The Archive recommends converting files to the recommended ingest formats before deposit. Data files sent in formats other than preservation or distribution formats are converted to accepted file formats during the archiving process. The original file in another format is not retained after the archiving has been completed.

Data Types and Digital File Formats

Type of data Ingest formats accepted Preservation (FSD) Delivery to users Notes
Data matrix No restrictions
Recommended: SPSS SAV or other statistical software formats (e.g. SAS, Stata, Excel), CSV or SPSS Portable POR
CSV, SPSS Portable, (ODS) SPSS SAV, CSV, (SPSS Portable POR, ODS) Recently archived data files are delivered in SAV and CSV formats.

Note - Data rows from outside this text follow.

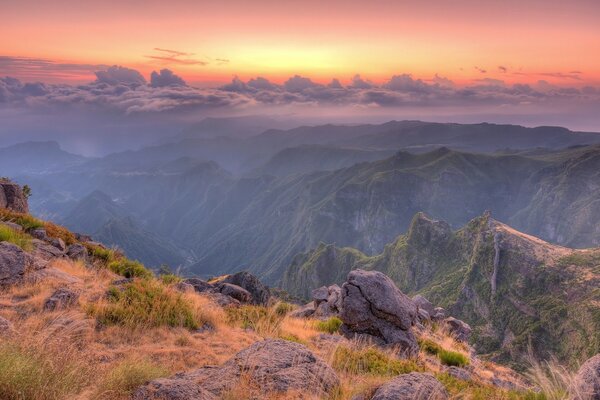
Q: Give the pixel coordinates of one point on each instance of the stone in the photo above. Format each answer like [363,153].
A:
[272,365]
[236,292]
[413,386]
[373,305]
[587,381]
[14,264]
[62,298]
[459,329]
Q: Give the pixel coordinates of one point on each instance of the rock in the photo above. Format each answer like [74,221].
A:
[12,197]
[199,285]
[261,294]
[587,381]
[304,312]
[238,293]
[77,252]
[373,305]
[273,365]
[413,386]
[14,264]
[62,298]
[459,329]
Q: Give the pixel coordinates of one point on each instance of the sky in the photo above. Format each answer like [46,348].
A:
[532,62]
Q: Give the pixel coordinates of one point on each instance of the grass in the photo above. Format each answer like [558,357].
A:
[7,234]
[453,358]
[39,373]
[124,378]
[371,361]
[129,269]
[147,303]
[331,325]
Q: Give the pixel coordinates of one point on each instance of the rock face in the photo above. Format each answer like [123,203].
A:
[12,197]
[587,380]
[271,365]
[373,305]
[14,264]
[413,386]
[62,298]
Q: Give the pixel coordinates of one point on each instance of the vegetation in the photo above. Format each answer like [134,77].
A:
[331,325]
[7,234]
[146,303]
[371,361]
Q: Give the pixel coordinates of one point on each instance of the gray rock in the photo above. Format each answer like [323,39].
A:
[261,295]
[459,329]
[273,365]
[62,298]
[587,381]
[14,264]
[237,292]
[77,252]
[373,305]
[413,386]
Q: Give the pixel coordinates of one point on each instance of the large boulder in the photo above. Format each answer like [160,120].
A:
[14,264]
[261,295]
[12,197]
[587,380]
[373,305]
[273,365]
[413,386]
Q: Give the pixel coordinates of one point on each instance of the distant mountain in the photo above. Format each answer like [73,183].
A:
[514,289]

Older SPSS Portable files will be converted to sav format in the future.
OpenDocument format (.od*) may be used as a preservation format in case the layout needs to be preserved.

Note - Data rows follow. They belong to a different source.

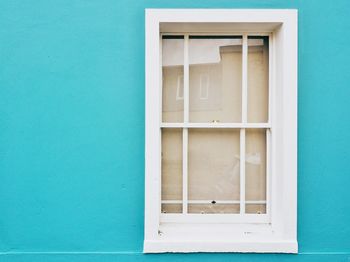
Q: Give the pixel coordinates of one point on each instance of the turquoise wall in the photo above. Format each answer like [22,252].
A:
[72,130]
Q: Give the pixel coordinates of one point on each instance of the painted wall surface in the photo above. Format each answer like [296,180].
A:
[72,130]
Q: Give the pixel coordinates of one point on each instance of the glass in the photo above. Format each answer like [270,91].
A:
[171,168]
[215,78]
[213,208]
[255,209]
[171,208]
[258,79]
[255,169]
[173,79]
[213,166]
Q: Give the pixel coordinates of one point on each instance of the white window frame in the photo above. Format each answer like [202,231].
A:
[277,231]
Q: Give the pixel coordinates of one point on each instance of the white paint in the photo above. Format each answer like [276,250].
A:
[228,232]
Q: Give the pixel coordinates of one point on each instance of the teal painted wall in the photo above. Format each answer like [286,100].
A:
[72,130]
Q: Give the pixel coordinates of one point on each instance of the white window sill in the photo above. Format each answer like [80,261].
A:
[248,246]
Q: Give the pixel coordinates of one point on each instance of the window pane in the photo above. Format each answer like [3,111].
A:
[213,166]
[215,79]
[255,169]
[171,164]
[213,208]
[171,208]
[258,78]
[255,209]
[173,81]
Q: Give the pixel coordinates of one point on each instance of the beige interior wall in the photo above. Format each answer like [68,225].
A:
[258,83]
[213,209]
[173,105]
[255,169]
[224,101]
[171,164]
[213,170]
[213,156]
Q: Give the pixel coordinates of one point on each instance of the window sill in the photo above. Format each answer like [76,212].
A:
[245,238]
[248,246]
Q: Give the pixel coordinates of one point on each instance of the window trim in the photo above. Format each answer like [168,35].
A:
[280,234]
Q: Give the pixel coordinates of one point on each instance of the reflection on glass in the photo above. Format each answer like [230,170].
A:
[213,165]
[255,209]
[255,164]
[215,78]
[258,79]
[171,164]
[171,208]
[213,208]
[173,80]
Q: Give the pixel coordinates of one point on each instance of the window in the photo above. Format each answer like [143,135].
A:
[221,105]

The Archive is aware of the restrictions imposed by SPSS, and therefore keeps track of developments in statistical software and of the format choices made in data repositories in other countries.
Textual data, e.g. interview transcripts or responses to open-ended questions No restrictions
Recommended: plain text or widely-used office formats (e.g. docx)
UTF-8 encoded TXT or CSV, xml, html/xhtml, odt UTF-8 encoded TXT or CSV, xml, html/xhtml, odt No restrictions to using other field separators than commas in csv files (e.g. tabulator).
If the layout of the archived material or images embedded into the document need to be preserved for the material to be understood, using PDF/A or OpenDocument format is recommended.
Increased archiving of humanities data may request re-evaluation of file formats.
Internal data processing documentation - UTF-8 encoded TXT or CSV, PDF/A, odt - The program used in the processing will determine the file extension (e.g. for syntax SPS, for python source code PY etc.)
PDF/A or OpenDocument format (odt) may be used as a preservation format in case the layout needs to be preserved.
Image No restrictions
Recommended: JPEG, PNG, TIFF, SVG
JPEG, PNG, TIFF, (SVG, DNG) JPEG, PNG, (SVG) In exceptional circumstances, DNG can be considered for long-term preservation.
When the Archive digitises images, the adopted long-term preservation format is TIFF or DNG. The Archive takes into account the up-to-date digitisation guidelines.
The SVG-format is used for vector images.
Animated GIF files can be converted either into video or to a series of PNG images.
Camera RAW formats are generally not accepted. Note: The Archive is able to ingest all Adobe file formats, but recomments open formats instead.
Audio No restrictions
Recommended: FLAC, WAV
FLAC, (MP3) FLAC, MP3 The Archive keeps track of audio format recommendations and changes formats if needed.
MP3 is accepted as a long-term preservation format only if the original material was in this format.
Video No restrictions
Recommended: MPEG-4 H.264
MPEG-4 H.264, (JPEG 2000) MPEG-4 H.264 The formats recommended/accepted for video may change. They will be reviewed as soon as there is need.
The JPEG 2000 sequence is preserved as is and not converted to another format.
Compression level is decided on a case-by-case basis. Archival and dissemination information packages (AIP and DIP) of a dataset may differ in compression level, resolution and format.
Geographic information Dealt with case-by-case Dealt with case-by-case Same as the preservation format Any geospatial information related to the data are dealt with on a case-by-case basis, taking into account the specifications provided by the national digital long-term preservation solution. GeoTIFF-files can be deposited and preserved as TIFF-files.